TM: Have any of your novels been easier to write than others?
C.E.: I would say my first novel The Crown of Distant Dreams was the easiest. I think the untamed enthusiasm of actually writing a novel just carried me through the whole experience. Everyday I would get up looking forward to working on it. My imagination was finally set free.
My next novel The Lostman Woods was more of a grind – the curse of the second novel. There were ups but there were plenty of downs too. Struggling with the plotting and characters was at times deeply frustrating. However I did learn a trick on how to fix these frustrations. It was quite simple really. All I had to do was sleep on it. The next day my mind had, without me being conscious of the fact, found a solution.
Book of the Drowned took the shortest time to write. Almost as soon as I had the initial idea I began writing. I didn’t prepare at all. The story just flowed as if I was a mere conduit for some other entity. Writing is a strange business.
TM: What can readers be expecting from you in 2019?

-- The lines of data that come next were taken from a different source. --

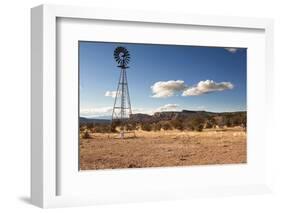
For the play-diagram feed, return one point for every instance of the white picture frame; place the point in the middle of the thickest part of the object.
(45, 168)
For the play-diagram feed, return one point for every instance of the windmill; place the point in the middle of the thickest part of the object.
(122, 106)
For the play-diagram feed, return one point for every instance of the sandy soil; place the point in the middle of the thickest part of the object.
(163, 149)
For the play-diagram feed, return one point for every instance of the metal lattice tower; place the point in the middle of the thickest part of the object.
(122, 106)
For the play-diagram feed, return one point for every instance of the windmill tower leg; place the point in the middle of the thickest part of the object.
(122, 105)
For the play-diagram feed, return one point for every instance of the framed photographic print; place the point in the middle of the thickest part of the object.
(134, 106)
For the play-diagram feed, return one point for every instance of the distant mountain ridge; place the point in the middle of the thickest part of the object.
(163, 116)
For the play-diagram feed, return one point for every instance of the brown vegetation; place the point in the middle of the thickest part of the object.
(157, 147)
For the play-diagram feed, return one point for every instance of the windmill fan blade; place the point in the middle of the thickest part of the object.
(122, 55)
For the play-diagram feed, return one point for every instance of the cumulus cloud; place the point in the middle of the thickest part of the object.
(207, 86)
(163, 89)
(110, 94)
(168, 107)
(231, 49)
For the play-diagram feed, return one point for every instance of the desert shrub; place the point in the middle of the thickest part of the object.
(197, 124)
(177, 124)
(85, 134)
(199, 128)
(102, 128)
(131, 126)
(208, 125)
(90, 125)
(146, 127)
(156, 126)
(167, 126)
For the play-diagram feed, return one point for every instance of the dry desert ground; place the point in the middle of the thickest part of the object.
(164, 149)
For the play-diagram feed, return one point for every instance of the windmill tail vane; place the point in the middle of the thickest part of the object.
(122, 105)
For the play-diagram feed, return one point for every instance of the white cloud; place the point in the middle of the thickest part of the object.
(110, 94)
(163, 89)
(207, 86)
(231, 49)
(168, 107)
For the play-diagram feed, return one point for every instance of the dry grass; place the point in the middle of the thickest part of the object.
(163, 149)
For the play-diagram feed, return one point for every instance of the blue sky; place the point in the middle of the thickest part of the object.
(163, 78)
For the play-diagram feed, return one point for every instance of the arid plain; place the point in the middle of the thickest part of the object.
(164, 149)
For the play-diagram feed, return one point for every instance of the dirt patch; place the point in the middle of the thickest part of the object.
(163, 149)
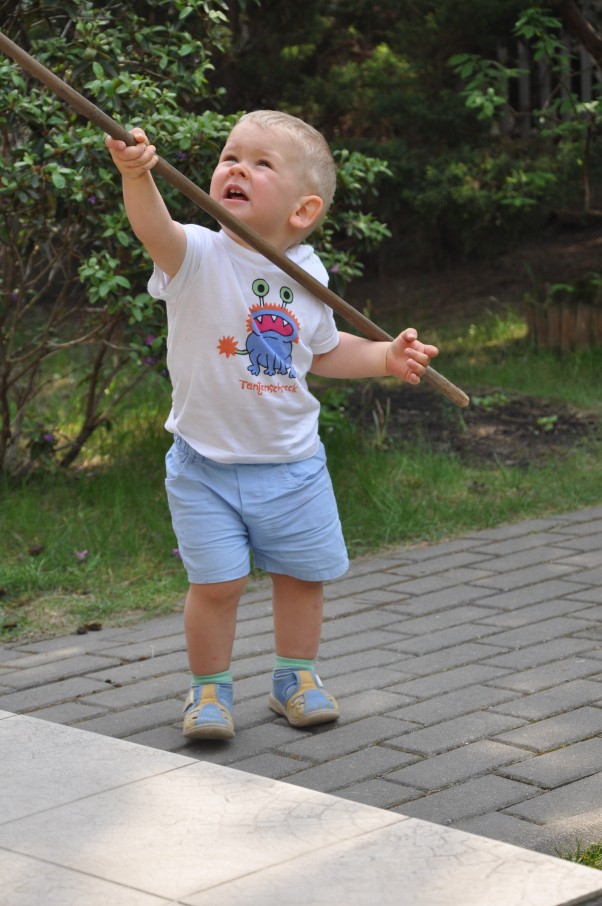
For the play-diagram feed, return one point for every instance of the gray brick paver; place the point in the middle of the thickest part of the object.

C.E.: I am in the early stages of a new novel. This one is also set around the moors of Devon, England. It is a dark fairy tale about witches and an unhinged witch hunter.
TM: Thank you for the great interview. One last question (this is a fun one). If The Lostman Woods was turned into a feature film, which actor would be playing Detective Sergeant Harris?
C.E.: Hmmm. I would love to see Dan Stevens in the role. He would bring a great depth and intensity to the character of Harris I think.